Jerem Paul, Herborn Katherine, McCafferty Dominic, McKeegan Dorothy, Nager Ruedi
Institute of Biodiversity, Animal Health and Comparative Medicine, College of Medical, Veterinary & Life Sciences, University of Glasgow.
Institute of Biodiversity, Animal Health and Comparative Medicine, College of Medical, Veterinary & Life Sciences, University of Glasgow;
J Vis Exp. 2015 Nov 6(105):e53184. doi: 10.3791/53184.
Stress, a central concept in biology, describes a suite of emergency responses to challenges. Among other responses, stress leads to a change in blood flow that results in a net influx of blood to key organs and an increase in core temperature. This stress-induced hyperthermia is used to assess stress. However, measuring core temperature is invasive. As blood flow is redirected to the core, the periphery of the body can cool. This paper describes a protocol where peripheral body temperature is measured non-invasively in wild blue tits (Cyanistes caeruleus) using infrared thermography. In the field we created a set-up bringing the birds to an ideal position in front of the camera by using a baited box. The camera takes a short thermal video recording of the undisturbed bird before applying a mild stressor (closing the box and therefore capturing the bird), and the bird's response to being trapped is recorded. The bare skin of the eye-region is the warmest area in the image.
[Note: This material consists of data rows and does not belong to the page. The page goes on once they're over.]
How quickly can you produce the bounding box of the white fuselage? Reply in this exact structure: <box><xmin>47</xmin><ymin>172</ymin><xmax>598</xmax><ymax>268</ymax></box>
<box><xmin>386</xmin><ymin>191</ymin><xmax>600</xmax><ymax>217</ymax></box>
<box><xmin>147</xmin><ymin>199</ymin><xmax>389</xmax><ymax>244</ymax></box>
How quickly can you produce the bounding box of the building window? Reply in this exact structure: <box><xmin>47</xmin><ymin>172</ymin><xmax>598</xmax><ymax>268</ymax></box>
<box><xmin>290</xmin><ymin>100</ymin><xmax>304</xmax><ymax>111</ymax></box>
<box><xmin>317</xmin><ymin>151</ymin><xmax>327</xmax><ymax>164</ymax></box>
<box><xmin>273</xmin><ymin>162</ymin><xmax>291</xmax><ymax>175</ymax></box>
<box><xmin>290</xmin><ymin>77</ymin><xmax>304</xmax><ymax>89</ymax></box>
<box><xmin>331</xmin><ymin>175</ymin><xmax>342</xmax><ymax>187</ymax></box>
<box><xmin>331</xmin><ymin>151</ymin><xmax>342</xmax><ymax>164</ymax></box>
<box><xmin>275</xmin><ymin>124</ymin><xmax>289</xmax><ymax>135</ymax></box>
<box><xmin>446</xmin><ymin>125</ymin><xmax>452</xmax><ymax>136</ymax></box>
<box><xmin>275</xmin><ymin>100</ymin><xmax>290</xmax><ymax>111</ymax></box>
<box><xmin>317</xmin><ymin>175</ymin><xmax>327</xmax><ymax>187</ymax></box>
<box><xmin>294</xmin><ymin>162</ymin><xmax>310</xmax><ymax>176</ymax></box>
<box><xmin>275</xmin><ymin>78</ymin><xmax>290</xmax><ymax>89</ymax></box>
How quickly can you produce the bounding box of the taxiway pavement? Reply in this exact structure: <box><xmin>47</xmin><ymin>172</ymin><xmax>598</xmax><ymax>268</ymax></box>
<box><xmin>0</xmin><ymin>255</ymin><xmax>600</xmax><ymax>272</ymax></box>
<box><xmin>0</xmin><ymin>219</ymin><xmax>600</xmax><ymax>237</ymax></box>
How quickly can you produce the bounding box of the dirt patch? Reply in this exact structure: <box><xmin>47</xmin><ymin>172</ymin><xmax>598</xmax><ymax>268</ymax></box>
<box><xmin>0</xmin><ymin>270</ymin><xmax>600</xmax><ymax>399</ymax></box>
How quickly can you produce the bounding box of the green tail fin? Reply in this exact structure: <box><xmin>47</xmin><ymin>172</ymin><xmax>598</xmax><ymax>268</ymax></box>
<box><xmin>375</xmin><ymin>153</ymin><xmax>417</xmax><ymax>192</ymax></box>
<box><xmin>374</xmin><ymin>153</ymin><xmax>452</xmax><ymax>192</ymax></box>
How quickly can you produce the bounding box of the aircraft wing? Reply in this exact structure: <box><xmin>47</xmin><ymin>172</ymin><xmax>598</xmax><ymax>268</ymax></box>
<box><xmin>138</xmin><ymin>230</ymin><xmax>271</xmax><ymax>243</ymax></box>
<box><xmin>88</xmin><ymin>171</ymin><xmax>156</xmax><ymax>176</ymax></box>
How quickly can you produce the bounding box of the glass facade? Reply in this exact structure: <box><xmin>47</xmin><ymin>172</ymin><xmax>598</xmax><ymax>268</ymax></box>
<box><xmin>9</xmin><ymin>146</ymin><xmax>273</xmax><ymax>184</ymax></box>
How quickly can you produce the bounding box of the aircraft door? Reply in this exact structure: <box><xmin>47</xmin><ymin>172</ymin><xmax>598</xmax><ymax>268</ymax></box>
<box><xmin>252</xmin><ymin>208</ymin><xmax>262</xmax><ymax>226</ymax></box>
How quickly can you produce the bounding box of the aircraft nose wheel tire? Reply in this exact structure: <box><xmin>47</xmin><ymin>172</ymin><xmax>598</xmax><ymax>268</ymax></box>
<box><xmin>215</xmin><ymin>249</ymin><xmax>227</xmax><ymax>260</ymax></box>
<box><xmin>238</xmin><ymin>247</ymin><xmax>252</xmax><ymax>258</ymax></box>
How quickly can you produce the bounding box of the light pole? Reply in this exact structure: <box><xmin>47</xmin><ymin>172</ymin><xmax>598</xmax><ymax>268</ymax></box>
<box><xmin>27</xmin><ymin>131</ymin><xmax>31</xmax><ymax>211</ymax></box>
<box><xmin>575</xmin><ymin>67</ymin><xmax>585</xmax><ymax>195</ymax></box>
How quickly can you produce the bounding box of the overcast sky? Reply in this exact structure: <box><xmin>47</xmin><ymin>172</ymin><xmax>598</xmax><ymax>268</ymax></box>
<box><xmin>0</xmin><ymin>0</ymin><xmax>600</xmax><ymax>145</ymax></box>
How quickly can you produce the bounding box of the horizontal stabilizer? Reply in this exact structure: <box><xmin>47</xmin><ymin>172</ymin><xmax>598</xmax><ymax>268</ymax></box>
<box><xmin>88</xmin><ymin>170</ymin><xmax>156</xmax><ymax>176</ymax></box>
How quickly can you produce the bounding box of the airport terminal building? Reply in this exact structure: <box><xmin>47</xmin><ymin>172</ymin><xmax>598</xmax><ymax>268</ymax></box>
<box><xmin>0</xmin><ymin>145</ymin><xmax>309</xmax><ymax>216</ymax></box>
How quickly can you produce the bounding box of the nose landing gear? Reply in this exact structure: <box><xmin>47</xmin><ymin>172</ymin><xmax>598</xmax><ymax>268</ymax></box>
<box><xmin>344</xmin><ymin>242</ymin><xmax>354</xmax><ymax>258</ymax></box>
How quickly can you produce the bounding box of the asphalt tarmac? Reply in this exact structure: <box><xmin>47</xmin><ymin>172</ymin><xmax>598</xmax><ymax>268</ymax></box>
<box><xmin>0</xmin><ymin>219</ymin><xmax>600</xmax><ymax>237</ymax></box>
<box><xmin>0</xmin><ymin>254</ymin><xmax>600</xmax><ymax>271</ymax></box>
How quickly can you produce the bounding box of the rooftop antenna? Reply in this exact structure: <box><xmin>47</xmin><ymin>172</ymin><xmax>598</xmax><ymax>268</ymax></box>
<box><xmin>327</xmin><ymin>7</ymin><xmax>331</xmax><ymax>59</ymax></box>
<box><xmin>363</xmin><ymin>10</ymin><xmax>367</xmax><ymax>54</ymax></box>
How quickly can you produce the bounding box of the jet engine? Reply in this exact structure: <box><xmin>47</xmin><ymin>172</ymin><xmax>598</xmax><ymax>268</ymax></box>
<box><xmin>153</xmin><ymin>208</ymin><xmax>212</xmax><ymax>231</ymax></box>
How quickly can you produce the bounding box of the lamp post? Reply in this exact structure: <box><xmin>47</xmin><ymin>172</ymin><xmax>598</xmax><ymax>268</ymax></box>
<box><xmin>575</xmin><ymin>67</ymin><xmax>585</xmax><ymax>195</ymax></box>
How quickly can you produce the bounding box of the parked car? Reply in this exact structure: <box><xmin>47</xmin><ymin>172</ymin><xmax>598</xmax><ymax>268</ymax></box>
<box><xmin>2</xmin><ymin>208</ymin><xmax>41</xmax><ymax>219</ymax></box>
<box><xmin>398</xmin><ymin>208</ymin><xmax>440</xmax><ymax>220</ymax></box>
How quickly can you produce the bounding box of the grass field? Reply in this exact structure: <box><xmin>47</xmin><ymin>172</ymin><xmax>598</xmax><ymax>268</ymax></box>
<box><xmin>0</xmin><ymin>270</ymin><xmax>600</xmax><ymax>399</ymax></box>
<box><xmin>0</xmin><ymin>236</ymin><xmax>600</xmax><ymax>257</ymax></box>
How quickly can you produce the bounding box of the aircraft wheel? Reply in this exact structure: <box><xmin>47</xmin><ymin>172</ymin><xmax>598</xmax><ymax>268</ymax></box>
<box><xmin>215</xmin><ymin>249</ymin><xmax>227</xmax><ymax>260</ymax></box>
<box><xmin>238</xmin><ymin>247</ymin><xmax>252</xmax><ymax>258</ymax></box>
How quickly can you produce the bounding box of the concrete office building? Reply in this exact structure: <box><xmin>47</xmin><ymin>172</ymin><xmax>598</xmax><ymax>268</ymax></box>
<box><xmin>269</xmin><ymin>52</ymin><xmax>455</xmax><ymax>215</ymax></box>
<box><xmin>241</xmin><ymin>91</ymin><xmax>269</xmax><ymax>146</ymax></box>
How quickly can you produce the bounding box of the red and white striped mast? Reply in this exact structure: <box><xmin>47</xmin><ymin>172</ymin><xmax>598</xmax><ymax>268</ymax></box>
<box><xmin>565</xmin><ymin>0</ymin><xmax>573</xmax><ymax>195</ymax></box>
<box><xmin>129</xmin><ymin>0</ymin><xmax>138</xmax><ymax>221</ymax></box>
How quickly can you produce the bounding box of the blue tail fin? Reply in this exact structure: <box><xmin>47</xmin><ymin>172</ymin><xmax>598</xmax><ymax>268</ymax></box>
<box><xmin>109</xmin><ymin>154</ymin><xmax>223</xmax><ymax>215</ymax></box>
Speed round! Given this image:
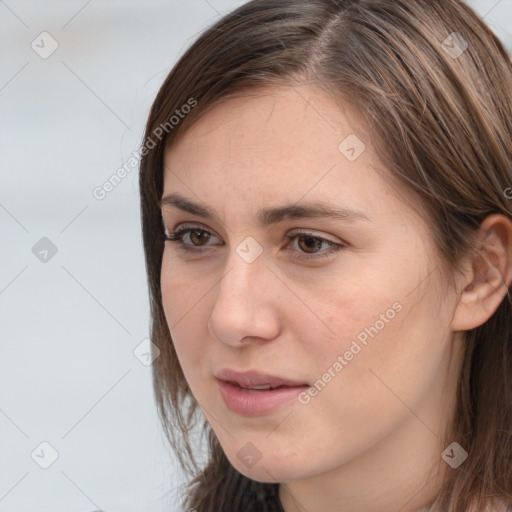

This allows an automated extraction of the maximum eye-region temperature from each image frame, followed by further steps of manual data filtering removing the most common sources of errors (motion blur, blinking). This protocol provides a time series of eye-region temperature with a fine temporal resolution that allows us to study the dynamics of the stress response non-invasively. Further work needs to demonstrate the usefulness of the method to assess stress, for instance to investigate whether eye-region temperature response is proportional to the strength of the stressor. If this can be confirmed, it will provide a valuable alternative method of stress assessment in animals and will be useful to a wide range of researchers from ecologists, conservation biologists, physiologists to animal welfare researchers.
应激是生物学中的一个核心概念,描述了对挑战的一系列应急反应。在其他反应中,应激会导致血流变化,从而使血液净流入关键器官,并使核心体温升高。这种应激诱导的体温过高被用于评估应激。然而,测量核心体温具有侵入性。由于血流被重新导向核心部位,身体外周会冷却。本文描述了一种方案,即使用红外热成像技术对野生蓝山雀(Cyanistes caeruleus)的外周体温进行非侵入性测量。在野外,我们设置了一个装置,通过使用一个诱饵箱将鸟类带到相机前的理想位置。相机在施加轻度应激源(关闭箱子从而捕获鸟类)之前,对未受干扰的鸟类进行一段短时间的热视频记录,并记录鸟类对被困的反应。图像中眼部区域的裸露皮肤是最热的区域。这使得能够从每个图像帧中自动提取眼部区域的最高温度,随后通过进一步的手动数据过滤步骤去除最常见的误差来源(运动模糊、眨眼)。该方案提供了具有精细时间分辨率的眼部区域温度时间序列,使我们能够非侵入性地研究应激反应的动态变化。进一步的工作需要证明该方法在评估应激方面的有用性,例如研究眼部区域温度反应是否与应激源的强度成正比。如果这一点能够得到证实,它将为动物应激评估提供一种有价值的替代方法,并且对从生态学家到保护生物学家、生理学家再到动物福利研究人员等广泛的研究人员都将有用。